Depois, olhariam para o coco quebrado e diriam: "Vêem? Finalmente cumpriu o seu destino. Caiu, partiu-se, alimenta o chão. Ao contrário do vosso plástico e das vossas lonas, o nosso fruto não insulta a terra quando morre."
Parecia uma cena de crime botânico. Mas as plantas, sussurrantes nos coqueiros ali perto, tinham outra versão da história.
Deitei-me dentro da tenda vazia só por um instante.
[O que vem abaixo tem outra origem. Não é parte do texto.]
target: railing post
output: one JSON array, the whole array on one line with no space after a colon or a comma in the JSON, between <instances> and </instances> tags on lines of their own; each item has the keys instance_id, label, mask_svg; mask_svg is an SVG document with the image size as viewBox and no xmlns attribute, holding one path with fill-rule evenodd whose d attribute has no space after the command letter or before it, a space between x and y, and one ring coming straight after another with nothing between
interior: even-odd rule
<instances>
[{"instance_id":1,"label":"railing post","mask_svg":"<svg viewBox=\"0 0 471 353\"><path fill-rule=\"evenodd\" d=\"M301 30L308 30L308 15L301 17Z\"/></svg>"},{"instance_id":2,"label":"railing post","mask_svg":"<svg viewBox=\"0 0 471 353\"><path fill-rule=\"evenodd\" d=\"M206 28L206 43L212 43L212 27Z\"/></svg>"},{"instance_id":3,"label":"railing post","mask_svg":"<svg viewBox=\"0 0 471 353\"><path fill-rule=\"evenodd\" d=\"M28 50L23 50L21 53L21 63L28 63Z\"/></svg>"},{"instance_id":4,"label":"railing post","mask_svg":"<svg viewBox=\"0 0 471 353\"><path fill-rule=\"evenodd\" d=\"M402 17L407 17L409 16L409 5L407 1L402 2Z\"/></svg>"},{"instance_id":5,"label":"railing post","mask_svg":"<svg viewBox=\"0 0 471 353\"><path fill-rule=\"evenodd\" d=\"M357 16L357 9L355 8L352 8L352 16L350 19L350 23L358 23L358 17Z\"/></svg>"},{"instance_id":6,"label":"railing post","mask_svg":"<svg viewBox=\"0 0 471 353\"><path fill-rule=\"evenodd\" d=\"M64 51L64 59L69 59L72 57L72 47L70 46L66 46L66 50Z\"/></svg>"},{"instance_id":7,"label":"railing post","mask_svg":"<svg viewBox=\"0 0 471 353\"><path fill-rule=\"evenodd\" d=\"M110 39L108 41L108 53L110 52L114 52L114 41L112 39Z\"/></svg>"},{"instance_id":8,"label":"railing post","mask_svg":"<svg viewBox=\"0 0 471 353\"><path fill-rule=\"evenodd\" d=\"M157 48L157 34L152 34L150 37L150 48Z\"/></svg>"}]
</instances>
O tecido reteve o cheiro de suor e protetor solar de quem partiu. Fechei os olhos. E senti o mesmo que ele sentiu: o peso de não pertencer.
Ao lado, o coco quebrado — não ao meio por um golpe humano, mas rachado pelo calor e pela queda. A água de coco há muito tinha secado, mas a polpa branca agora servia de banquete para formigas e pequenas moscas.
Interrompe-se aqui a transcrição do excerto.